Studying how the recession hit cities differently

The new research, conducted by a team of professors at Northwestern University's Kellogg School of Management, uses a relatively unique approach to measuring the health cost slowdown's drivers. It exploits the fact that the recession hit some cities harder than others to look at the relationship between an economic downturn and medical spending.

Las Vegas, for example, was especially hard hit and had a steep decline in employment rates between 2008 and 2010 — unlike Dallas, which had a much smaller dip in its employment-to-population ratio.

Dranove and his co-authors use that variation to explore a big question: when the economy goes south, what happens to private health insurance spending?

What they found was that cities with worse recessions, places like Las Vegas and Birmingham, had slow economic growth — and tiny increases in medical spending.
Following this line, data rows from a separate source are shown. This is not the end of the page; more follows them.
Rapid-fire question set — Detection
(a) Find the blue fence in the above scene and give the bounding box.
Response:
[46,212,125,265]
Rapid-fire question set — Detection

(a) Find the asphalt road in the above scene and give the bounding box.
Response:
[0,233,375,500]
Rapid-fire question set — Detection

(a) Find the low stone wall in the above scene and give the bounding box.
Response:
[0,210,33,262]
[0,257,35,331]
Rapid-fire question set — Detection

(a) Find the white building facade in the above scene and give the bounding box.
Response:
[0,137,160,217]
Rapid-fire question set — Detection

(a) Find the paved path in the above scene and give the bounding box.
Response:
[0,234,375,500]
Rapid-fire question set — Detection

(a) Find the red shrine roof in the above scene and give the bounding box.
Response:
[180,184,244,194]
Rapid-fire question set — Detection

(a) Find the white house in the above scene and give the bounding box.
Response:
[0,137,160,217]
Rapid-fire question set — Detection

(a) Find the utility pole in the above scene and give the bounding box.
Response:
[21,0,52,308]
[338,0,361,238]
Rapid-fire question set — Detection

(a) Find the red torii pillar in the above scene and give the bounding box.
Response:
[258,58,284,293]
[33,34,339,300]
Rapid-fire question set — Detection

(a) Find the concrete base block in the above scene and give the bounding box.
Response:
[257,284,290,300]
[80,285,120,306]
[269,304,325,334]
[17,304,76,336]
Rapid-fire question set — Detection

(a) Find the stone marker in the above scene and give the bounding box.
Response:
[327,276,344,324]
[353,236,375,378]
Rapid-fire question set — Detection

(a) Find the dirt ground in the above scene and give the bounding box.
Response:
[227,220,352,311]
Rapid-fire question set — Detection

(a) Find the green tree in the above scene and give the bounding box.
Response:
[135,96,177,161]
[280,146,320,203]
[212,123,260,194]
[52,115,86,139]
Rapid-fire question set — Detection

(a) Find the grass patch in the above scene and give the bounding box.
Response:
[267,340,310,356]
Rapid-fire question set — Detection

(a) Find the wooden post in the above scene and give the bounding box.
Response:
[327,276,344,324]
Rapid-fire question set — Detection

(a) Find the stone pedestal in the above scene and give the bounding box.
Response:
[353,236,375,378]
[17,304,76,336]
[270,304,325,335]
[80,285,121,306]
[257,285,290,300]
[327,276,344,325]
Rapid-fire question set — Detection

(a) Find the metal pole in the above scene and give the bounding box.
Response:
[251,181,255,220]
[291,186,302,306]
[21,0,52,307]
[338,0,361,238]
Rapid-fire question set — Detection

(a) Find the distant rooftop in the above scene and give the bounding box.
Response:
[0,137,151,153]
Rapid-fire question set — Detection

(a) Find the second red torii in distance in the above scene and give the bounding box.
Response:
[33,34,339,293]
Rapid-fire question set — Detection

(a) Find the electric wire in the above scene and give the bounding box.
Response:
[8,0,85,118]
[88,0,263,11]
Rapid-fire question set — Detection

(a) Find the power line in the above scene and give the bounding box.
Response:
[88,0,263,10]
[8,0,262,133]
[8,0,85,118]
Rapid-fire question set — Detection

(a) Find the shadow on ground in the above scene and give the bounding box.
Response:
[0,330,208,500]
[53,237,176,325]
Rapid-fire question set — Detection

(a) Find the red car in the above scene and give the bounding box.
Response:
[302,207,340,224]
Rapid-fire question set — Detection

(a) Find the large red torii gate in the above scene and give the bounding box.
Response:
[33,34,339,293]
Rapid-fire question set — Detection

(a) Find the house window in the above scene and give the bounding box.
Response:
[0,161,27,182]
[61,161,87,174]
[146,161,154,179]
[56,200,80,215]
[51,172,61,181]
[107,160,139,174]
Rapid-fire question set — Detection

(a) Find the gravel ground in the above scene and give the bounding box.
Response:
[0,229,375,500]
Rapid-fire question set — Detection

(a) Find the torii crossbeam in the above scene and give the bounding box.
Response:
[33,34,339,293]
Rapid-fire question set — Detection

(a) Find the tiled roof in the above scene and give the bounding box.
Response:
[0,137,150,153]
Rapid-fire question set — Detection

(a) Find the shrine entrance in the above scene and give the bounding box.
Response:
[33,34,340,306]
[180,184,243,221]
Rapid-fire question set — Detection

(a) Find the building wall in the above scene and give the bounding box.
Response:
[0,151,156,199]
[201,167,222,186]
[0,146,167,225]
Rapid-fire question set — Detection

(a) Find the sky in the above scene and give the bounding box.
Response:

In Dallas and other cities with relatively mild downturns, however, health spending grew much faster.

And that suggests a relationship between an overall, economic slowdown — and one specific to the health care sector. You can see that in this chart, which looks at the relationship between health spending growth and a city's employment-to-population ratio.
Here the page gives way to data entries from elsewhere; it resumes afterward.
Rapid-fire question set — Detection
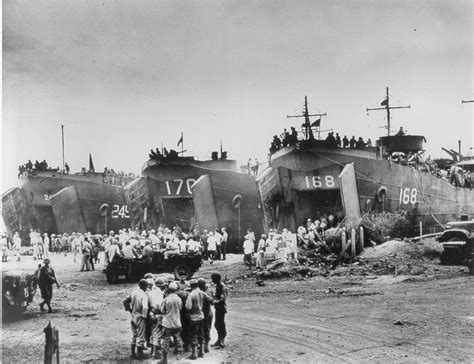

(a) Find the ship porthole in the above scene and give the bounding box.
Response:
[99,203,109,217]
[377,186,387,203]
[232,195,242,209]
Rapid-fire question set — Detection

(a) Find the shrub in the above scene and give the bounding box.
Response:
[361,211,409,243]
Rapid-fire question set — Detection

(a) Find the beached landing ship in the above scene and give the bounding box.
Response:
[125,145,263,250]
[257,88,474,232]
[2,159,134,239]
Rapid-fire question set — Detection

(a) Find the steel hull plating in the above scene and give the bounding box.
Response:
[259,147,474,232]
[125,158,263,250]
[4,171,131,237]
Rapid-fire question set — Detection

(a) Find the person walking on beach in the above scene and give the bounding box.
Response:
[38,258,59,313]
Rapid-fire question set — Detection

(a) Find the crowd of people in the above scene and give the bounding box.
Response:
[18,160,59,177]
[123,273,227,363]
[270,127,372,153]
[242,212,339,270]
[1,225,228,271]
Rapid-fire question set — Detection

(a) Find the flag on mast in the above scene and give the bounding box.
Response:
[89,153,95,172]
[311,118,321,128]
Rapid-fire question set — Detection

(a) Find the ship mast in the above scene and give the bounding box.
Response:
[61,124,65,172]
[286,96,327,140]
[367,86,410,136]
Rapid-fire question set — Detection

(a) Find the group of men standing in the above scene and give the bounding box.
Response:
[200,227,229,264]
[123,273,227,363]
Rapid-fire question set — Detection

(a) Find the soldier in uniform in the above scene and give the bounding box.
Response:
[123,279,148,358]
[161,282,183,364]
[13,231,21,262]
[38,258,59,313]
[211,273,227,349]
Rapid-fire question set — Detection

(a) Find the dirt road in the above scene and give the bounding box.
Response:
[2,252,474,363]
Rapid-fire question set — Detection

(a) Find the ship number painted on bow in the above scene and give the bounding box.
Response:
[165,178,196,196]
[398,188,418,205]
[111,204,130,219]
[304,175,335,188]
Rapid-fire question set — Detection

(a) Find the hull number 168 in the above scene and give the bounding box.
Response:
[398,188,418,205]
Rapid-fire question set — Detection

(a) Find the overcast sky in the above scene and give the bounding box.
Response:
[2,0,474,192]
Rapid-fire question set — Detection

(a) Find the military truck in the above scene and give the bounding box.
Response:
[438,220,474,274]
[104,252,202,283]
[2,271,37,321]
"We asked what happened in places where the economy went in the tank and where it did just fine," David Dranove, the lead study author, says. "And we found the health spending slowdown was really confined to people who were also hit by the Great Recession."
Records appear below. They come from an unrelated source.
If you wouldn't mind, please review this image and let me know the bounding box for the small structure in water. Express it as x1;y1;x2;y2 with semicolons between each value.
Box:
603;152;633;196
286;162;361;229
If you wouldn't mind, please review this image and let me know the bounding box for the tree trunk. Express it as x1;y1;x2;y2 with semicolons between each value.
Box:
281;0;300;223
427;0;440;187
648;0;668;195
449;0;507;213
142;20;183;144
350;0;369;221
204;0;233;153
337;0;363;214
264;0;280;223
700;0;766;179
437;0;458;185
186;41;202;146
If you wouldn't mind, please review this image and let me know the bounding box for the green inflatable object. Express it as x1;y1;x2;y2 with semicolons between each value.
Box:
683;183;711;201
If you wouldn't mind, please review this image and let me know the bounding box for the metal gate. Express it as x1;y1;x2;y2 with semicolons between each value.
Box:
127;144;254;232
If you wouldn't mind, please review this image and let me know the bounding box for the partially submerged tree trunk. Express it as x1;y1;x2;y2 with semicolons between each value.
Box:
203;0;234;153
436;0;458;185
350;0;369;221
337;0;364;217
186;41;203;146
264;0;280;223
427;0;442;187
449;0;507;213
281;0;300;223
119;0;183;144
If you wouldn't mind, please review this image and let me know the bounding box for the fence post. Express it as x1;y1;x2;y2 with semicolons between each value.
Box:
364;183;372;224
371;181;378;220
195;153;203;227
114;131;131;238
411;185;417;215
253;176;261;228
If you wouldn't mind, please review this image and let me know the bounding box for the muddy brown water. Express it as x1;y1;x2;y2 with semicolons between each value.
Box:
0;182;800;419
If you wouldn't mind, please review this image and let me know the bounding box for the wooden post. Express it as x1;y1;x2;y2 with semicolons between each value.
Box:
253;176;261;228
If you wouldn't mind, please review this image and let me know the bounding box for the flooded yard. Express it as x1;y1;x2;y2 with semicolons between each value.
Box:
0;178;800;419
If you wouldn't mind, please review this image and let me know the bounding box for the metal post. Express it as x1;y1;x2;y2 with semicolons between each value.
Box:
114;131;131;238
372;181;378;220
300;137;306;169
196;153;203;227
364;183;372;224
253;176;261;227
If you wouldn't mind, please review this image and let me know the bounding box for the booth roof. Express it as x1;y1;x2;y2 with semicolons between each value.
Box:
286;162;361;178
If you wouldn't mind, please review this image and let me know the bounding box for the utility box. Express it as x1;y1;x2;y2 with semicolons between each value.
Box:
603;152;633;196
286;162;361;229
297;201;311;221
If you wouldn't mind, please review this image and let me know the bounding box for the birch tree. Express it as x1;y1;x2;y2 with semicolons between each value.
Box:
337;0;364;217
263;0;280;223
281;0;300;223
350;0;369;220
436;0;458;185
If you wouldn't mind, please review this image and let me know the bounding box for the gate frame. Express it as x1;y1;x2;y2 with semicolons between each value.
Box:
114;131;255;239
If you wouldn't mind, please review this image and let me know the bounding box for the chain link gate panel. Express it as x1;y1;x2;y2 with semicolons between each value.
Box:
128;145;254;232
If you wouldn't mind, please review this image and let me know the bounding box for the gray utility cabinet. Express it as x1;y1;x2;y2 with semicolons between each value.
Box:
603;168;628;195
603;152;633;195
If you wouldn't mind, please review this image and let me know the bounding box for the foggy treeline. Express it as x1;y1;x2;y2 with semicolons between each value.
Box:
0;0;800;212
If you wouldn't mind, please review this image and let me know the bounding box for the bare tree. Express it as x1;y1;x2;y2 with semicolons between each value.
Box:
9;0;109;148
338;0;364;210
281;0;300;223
Dranove and his colleagues use this data to estimate that 70 percent of the slowdown in health spending between 2008 and 2010 was due to the Great Recession. Another 30 percent of the slowdown, then, would have still occurred regardless of the economic downturn.

Put another way: health spending grew 2.6 percentage-points slower between 2009 and 2011 than it did in the three years prior. This paper suggests that 1.76 percentage-points of that slowdown were due to the recession — and the remaining 0.84 percentage point due to something else.

A developing consensus: part of the slowdown is structural

Dranove's research is part of a larger body of research that has tried to tease out the causes of the recent health spending slowdown. All tend to show a mix of causes behind the changes — some economic, and some potentially structural changes to the way health care gets delivered.

"There's a consensus that there is some of each, and that there has been a real slowdown independent of the economic slowdown," says Levitt, whose own research estimates, similar to Dranove, attributes three-quarters of the slowdown to the economy.

"Every reputable study that has looked at this comes to the conclusion that we really have decreased health spending beyond what happened in the economy."


As to what changed, that is an area of huge debate. Some health economists (typically those who support the Affordable Care Act) point to the new law as the reason that spending has slowed. Others argue that explanation is implausible, as the slowdown appears to have started prior Obamacare taking effect.

Harvard University professor David Cutler's research, for example, estimates that 8 percent of the slowdown is due to cuts to Medicare reimbursements, some of which were part of the Obamacare. As to the other 55 percent, in his 2013 Health Affairs study, that's simply categorized as "unexplained."

"We did have the ACA, we saw some industry consolidation, increasing use of high deductible health plans, better disease management and increasing adoption of electronic records," Dranove says. "All of those things matter and, taken together, they could have contributed to the slowdown."

A $2 trillion slowdown

If those factors do hold steady, they could have a marked impact on overall health spending — even if just accounting for a small fraction of the recent slowdown.

Levitt has estimated that shaving one percentage point off of health care spending growth — just about the amount that both his and Dranove's research attribute to non-recession causes — would cut health spending by $2 billion over the next decade.

"If we could accomplish that and can sustain that, it would be an enormous change," he says. "The depth of this recession, and its effect on health spending has obscured a huge change that's underlying the slowdown. So much of it is due to the economy that we lose sight of the fact we've made a really big change."